Ethereum Foundationの開発チームは3月、Ethereumが直面するポスト量子脅威への対応リソースをまとめたWebサイトを公開した。Ethereumはレイヤー1プロトコルのアップグレードを2029年までに完了する構想を示しているが、実行レイヤーの完全移行にはさらに時間がかかるとみている。

Solana Foundationはこれより踏み込み、テストネットにポスト量子デジタル署名を導入した。チェーン外での対応も進む。Coinbaseのブライアン・アームストロングCEOは2026年1月、量子コンピューティングとブロックチェーンセキュリティを担当する独立諮問委員会の設置を発表した。Googleも先月、ポスト量子暗号への移行目標時期を2029年と示している。

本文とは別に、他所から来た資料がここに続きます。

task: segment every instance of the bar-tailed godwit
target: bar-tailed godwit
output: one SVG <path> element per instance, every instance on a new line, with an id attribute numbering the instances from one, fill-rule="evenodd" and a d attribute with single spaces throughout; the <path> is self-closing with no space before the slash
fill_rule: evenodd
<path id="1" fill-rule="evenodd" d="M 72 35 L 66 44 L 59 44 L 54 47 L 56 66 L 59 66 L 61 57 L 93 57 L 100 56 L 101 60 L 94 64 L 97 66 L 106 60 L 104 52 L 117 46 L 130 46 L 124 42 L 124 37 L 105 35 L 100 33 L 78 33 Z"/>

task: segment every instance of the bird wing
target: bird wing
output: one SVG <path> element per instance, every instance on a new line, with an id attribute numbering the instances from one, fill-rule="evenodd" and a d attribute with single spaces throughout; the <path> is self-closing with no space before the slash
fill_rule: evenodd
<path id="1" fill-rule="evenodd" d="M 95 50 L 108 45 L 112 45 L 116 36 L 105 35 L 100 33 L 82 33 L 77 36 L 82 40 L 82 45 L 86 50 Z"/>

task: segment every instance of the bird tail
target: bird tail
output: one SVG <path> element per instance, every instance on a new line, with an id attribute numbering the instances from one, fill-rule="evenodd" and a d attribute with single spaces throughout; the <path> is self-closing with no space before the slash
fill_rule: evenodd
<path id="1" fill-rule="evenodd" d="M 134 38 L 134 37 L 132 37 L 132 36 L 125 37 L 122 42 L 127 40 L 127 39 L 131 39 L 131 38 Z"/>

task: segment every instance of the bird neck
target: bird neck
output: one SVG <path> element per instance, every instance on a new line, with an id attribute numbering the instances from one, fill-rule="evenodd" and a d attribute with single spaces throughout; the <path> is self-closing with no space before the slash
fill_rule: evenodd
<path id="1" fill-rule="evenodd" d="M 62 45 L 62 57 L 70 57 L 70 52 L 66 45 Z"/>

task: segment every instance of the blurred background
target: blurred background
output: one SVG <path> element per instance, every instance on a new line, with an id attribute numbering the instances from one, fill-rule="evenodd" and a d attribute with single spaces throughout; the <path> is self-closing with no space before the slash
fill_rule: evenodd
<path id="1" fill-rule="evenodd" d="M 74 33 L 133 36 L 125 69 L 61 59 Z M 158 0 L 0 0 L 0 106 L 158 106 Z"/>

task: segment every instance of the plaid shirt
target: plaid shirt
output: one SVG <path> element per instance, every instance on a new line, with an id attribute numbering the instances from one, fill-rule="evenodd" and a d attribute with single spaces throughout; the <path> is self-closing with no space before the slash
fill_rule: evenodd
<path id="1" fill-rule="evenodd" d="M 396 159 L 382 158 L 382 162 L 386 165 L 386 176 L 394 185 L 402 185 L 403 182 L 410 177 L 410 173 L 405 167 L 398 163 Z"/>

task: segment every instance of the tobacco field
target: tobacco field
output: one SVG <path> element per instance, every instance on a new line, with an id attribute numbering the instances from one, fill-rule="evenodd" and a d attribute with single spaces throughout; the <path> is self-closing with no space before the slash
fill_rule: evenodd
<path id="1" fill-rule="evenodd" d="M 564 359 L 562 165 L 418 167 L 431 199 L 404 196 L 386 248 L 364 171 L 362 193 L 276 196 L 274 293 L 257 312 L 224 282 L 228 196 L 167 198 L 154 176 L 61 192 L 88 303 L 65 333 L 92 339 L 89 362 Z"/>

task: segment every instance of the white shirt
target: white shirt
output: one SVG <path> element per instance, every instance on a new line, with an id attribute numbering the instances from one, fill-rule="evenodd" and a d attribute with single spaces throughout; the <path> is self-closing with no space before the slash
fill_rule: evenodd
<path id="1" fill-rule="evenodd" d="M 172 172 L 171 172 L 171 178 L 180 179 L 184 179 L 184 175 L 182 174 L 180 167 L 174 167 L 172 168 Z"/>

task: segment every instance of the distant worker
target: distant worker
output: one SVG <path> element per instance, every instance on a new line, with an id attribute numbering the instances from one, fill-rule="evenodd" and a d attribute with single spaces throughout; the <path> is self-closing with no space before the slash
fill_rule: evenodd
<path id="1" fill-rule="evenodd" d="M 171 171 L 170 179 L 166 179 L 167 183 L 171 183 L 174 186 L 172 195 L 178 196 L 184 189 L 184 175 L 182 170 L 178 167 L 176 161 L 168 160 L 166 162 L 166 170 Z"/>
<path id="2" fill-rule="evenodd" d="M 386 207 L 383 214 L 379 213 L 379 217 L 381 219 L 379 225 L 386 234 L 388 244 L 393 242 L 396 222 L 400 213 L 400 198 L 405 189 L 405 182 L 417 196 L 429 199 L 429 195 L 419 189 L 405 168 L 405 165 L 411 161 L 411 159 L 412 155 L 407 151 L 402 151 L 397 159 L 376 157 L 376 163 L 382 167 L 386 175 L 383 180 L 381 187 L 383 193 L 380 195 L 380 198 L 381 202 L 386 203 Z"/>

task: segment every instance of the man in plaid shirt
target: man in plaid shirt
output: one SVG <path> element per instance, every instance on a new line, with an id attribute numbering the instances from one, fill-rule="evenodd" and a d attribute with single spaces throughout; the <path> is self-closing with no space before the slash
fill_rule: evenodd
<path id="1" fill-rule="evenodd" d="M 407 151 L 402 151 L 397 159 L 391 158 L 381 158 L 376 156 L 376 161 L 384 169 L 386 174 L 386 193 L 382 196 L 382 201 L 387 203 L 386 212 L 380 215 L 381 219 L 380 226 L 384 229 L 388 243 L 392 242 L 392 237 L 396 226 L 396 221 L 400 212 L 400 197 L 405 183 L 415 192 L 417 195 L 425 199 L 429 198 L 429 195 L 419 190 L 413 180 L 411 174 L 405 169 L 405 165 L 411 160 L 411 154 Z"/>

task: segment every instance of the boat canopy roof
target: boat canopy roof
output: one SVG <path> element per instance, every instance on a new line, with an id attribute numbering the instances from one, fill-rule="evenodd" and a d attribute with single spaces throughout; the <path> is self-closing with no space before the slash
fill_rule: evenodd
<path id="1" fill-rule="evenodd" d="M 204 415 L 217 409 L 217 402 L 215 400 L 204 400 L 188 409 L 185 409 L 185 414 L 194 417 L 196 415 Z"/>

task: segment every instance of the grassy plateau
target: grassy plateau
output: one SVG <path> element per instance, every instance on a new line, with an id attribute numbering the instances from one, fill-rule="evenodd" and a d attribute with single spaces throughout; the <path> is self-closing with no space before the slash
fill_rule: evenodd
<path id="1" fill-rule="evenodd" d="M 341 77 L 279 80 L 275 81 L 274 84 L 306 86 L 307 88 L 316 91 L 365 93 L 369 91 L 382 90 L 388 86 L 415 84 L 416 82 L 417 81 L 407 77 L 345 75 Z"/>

こうした中、TRONが示した2026年3Qのメインネット導入は、他のネットワークと比べて前倒しのスケジュールとなる。一方で、実際の移行が計画通り進むかはなお見極めが必要だ。TRONの進捗は、他のネットワークが量子コンピューティングの脅威への対応をどこまで急ぐかにも影響を与える可能性がある。

量子セキュリティを巡る競争は、単一プロジェクトの実証段階を超え、複数のチェーンや企業が並行して取り組む局面に入った。TRONは比較的早い時期の導入計画を打ち出して先行を狙っており、市場ではテストネット稼働とメインネット移行が予定通り進むかに注目が集まっている。